The latest issue of Music & Copyright is now available for subscribers to download. Here are some of the highlights.
Global royalty collections see positive year, with growth at reported and constant currency rates
The world’s 20 biggest collective management organizations (CMOs) registered an increase in collections last year at both reported and constant currency exchange rates. The listing, which includes just those CMOs that have published collection results, shows that five of the 20 registered a fall in collections compared with 2016. As always, currency fluctuations affected some CMOs more than others, and overall, the growth rate last year of the combined 20 was higher at reported rates than constant. SACEM remained the leader in terms of total revenue, but BMI and ASCAP took the second and third spots, with a decline in GEMA collections relegating the German society to fourth. The performance of BMI and ASCAP meant the US is the clear leader in terms of collections at country level. Europe is the top region, accounting for close to 60% of the combined top-20 collection total.
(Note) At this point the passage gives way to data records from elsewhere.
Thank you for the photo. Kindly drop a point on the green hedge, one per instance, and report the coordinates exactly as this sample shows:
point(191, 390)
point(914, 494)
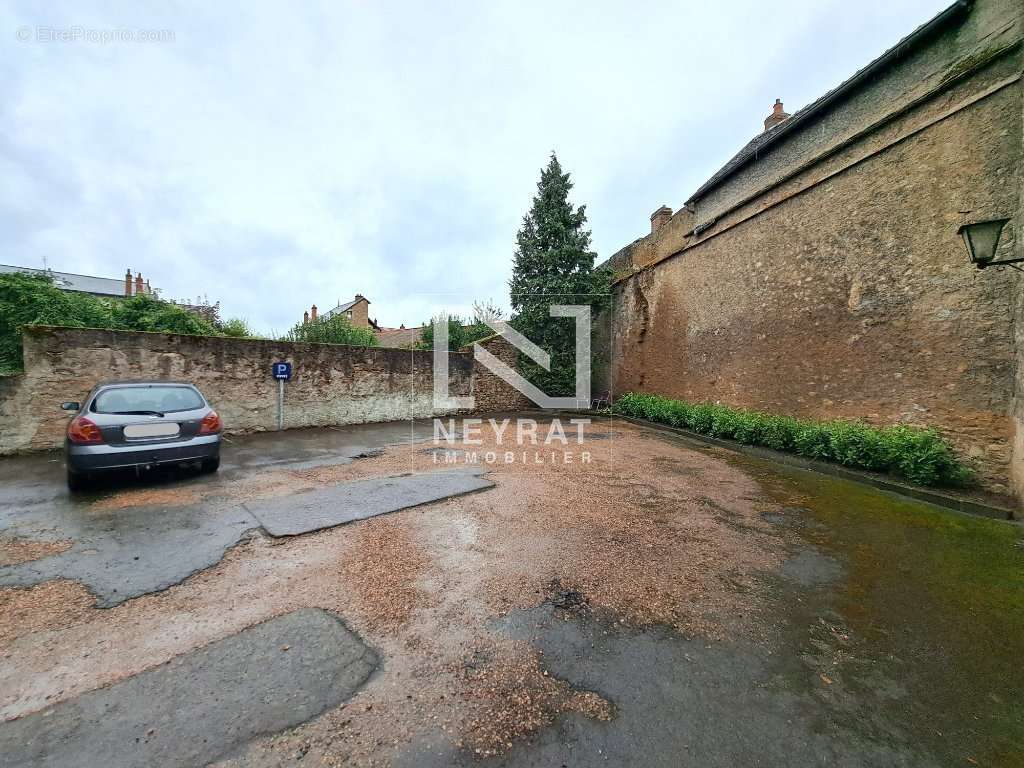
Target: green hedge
point(921, 456)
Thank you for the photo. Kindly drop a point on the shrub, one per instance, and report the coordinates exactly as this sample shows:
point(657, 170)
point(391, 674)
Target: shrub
point(921, 456)
point(33, 299)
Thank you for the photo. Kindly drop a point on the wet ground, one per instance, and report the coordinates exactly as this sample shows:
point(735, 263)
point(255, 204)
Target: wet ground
point(664, 603)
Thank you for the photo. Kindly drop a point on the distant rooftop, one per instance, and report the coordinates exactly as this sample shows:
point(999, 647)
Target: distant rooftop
point(776, 129)
point(72, 282)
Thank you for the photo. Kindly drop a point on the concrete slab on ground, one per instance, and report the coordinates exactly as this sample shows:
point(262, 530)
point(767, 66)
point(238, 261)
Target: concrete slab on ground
point(360, 499)
point(203, 705)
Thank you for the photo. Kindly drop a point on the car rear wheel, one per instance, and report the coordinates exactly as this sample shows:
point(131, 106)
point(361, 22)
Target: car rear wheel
point(77, 480)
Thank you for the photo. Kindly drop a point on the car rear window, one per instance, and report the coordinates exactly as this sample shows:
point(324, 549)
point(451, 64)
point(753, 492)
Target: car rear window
point(160, 398)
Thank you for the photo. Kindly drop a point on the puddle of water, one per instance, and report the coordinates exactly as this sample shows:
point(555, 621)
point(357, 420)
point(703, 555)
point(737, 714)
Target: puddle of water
point(926, 620)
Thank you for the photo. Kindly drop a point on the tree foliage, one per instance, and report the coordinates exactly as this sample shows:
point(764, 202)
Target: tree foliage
point(461, 333)
point(554, 265)
point(237, 328)
point(33, 299)
point(334, 330)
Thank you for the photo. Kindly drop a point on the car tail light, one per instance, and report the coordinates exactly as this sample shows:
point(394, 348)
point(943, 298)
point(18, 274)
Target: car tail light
point(210, 424)
point(82, 430)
Africa faces challenges on its way to becoming a recorded-music contributor
Africa might well be home to a sizable share of the world’s population, but in terms of recorded-music returns, the region is massively underperforming. Aside from South Africa, which has established music distribution and rights administration infrastructure, most countries in Africa have been decimated by high levels of piracy and infighting among collection societies. Ever the optimists, the three major record companies have all made recent moves to reverse the African status quo. The growth of access services in the rest of the world and their positive effects on unlicensed music consumption have given hope to those who believe Africa is an untapped treasure trove. Plenty of local activity and a rapid transformation of digital communications suggest that the time could well be right to move into the region. Few are holding their breath for a turnaround in the short-to-medium term, but longer-term prospects are certainly improving.
Streaming’s winners need to adapt if they want to keep on thriving
Spotify and Netflix are two highly successful children of the streaming revolution and have built market-leading positions with their attractive services. But times are set to become a little tougher for both of them. While the audio- and video-streaming markets will continue to grow, the sectors are becoming more challenging. Spotify’s IPO went smoothly enough, but its public listing means its inability to make a profit is under constant scrutiny, and its streaming business may not be able to deliver on that front; pressure is on the company’s non-core activities to do the job. Netflix faces a new era of tough competition from powerful adversaries and is sure to lose market share; from here on in, it’s all about the content.
France country report
In addition to the usual set of music industry statistics and news briefs, the latest issue of Music & Copyright includes a detailed France music industry report. France is the seventh-biggest economy in the world and the third-biggest in Europe, behind Germany and the UK. For recorded-music sales, France is the smallest of the three European countries. However, trade sales have risen for three consecutive years and look likely to rise again this year, with subscription service gains more than offsetting declines in sales of physical formats and music downloads. Digital sales overtook physical and accounted for more than half the combined digital physical total for the first time. UMG enhanced its position last year as the biggest music distributor, with an increase in market share. Authors’ society SACEM registered a fourth consecutive annual growth in collections, with income topping the previous year’s record thanks to a big jump in digital receipts.